Bill Maher is no stranger to controversy and Religulous is certainly controversial, if nothing else. Fortunately, it’s also incredibly funny; that is, if you’re not a fundamentalist Evangelical Christian, Catholic, Mormon, Muslim etc. Maher lampoons some of the world’s most widely followed religions—save for Hindu and Buddhism—by Borat director Larry Charles’ favorite method: the ‘gotcha interview’. Most interviews consist of Maher asking logical questions of the follower’s respective holy books. This is intercut with video clips, subtitles and outright interruptions by Maher. All of this is completely unfair to the interview subject, and completely hilarious. Sure, Maher didn’t exactly pick academic theologians to debate, but his points are all valid. The people he interviewed believe many of the same things that those with higher IQs believe and have just as much evidence to support them: none. As an atheist, this is one of the few documentaries on the subject of religion (and critical of it) that I can watch. The others simply make me too upset. It’s not that Maher’s treatment of his guests is any better (it’s by far the worst), it’s just that it’s not serious. Watch The Root of All Evil, a similar but much more polite, cordial and fair documentary on religion by Richard Dawkins, and if you’re an atheist, agnostic or progressively minded you’ll become upset, upset to think that the people being interviewed represent such a large swath of humanity. Watch the same types of people in Religulous … and you’ll laugh. — J.B.

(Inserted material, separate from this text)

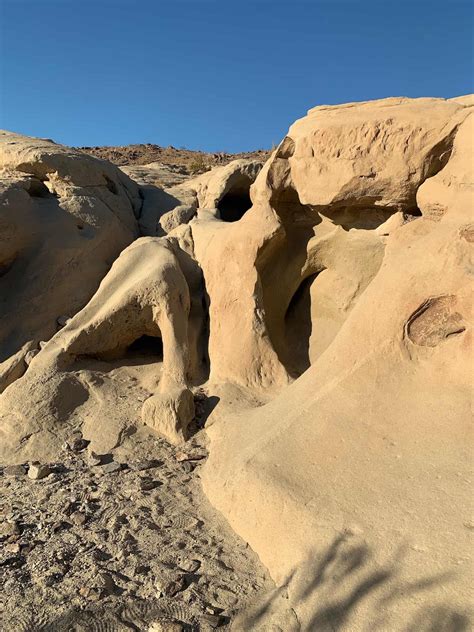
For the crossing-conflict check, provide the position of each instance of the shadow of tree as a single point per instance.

Religulous was a cleverly edited movie based on an ignorant if not evil idea. The movie starts out with Bill Mahr saying that man has learned to destroy the world before he learned to use reason. By destroying the world Mahr is talking about nuclear weapons. Hasn’t Mahr ever heard of Aristotle, Francis Bacon, or Galileo? I believe that what Mahr really means is that evidentialist, rationalist atheism hasn’t really become popular until the latter part of the 20th century. To Mahr atheism is the last hope of reason with faith and reason being incompatible. That is the thesis of the movie. I really don’t think this is true nor do I think Mahr did a very convincing job of proving his case in Religulous. It was irritating to see intolerance masquerading as objectivity in this movie. The entire premise for this movie is a fallacy of composition. Bill Mahr places on screen the worst examples of religion with the message being that all religious people are as intolerant and unintelligent as the people on screen. Imagine some white power nationalist group producing a movie with a similar premise. If a movie took the worst examples of minorities and made it seem that everyone who wasn’t white was unintelligent I doubt that such a movie would receive the positive reviews that Religulous did. I’m not saying a person can’t question or criticize religion. Mahr didn’t have an objective curiosity, he had an ax to grind. The entire premise of the movie was that humanity needs to turn away from religion and become atheist. Bill Mahr is to atheism what Glen Beck, Sean Hannity, and Bill O’Reilly are to conservatives. Their motives are entertainment and profit, not objectivity or education. — N.T.